Lv Haibo, vice president of Hangxin, said the company welcomed Magnetic MRO, adding: “We fully support the existing strategy and executive management team, and will support Magnetic MRO’s focus on continuing to deliver value to its existing customers, and expanding its global MRO presence.”
Magnetic MRO has grown substantially over the past five years, with employee numbers increasing from 160 to over 440. In a statement the organisation said sales had increased “exponentially” from 2010-2017 and were expected to grow at a similar rate over the coming years.

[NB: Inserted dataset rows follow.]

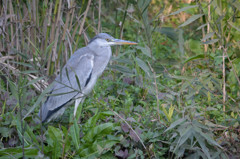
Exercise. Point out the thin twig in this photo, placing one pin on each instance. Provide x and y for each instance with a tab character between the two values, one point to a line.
84	18
224	80
156	90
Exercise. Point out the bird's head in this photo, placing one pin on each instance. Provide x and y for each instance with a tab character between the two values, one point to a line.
104	39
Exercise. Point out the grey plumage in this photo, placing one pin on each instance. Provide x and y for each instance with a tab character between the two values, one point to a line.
79	75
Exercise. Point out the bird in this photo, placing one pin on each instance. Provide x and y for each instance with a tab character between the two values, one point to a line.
79	75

Norwegian is to launch direct long-haul low-fare flights from Italy’s Milan Malpensa Airport in the north of the country to Los Angeles from 16 June.
The hub serves a number of low-fare airlines including easyJet and Wizz Air. Norwegian will use the Boeing 787-9 Dreamliner to connect the two cities for the first time in 16 years.
The four flights a week on Tuesday, Wednesday, Thursday and Saturday will allow passengers to reach Los Angeles in around 12 hours, without any stopovers, starting from €239.90 each way.
“2017 has been a year of exponential growth for Norwegian in Europe and the United States,” said Norwegian CEO, Bjorn Kjos, adding that in 2018, “We will continue our long-haul expansion by offering passengers easy and affordable connections between the US and some of Europe’s most exciting cities.”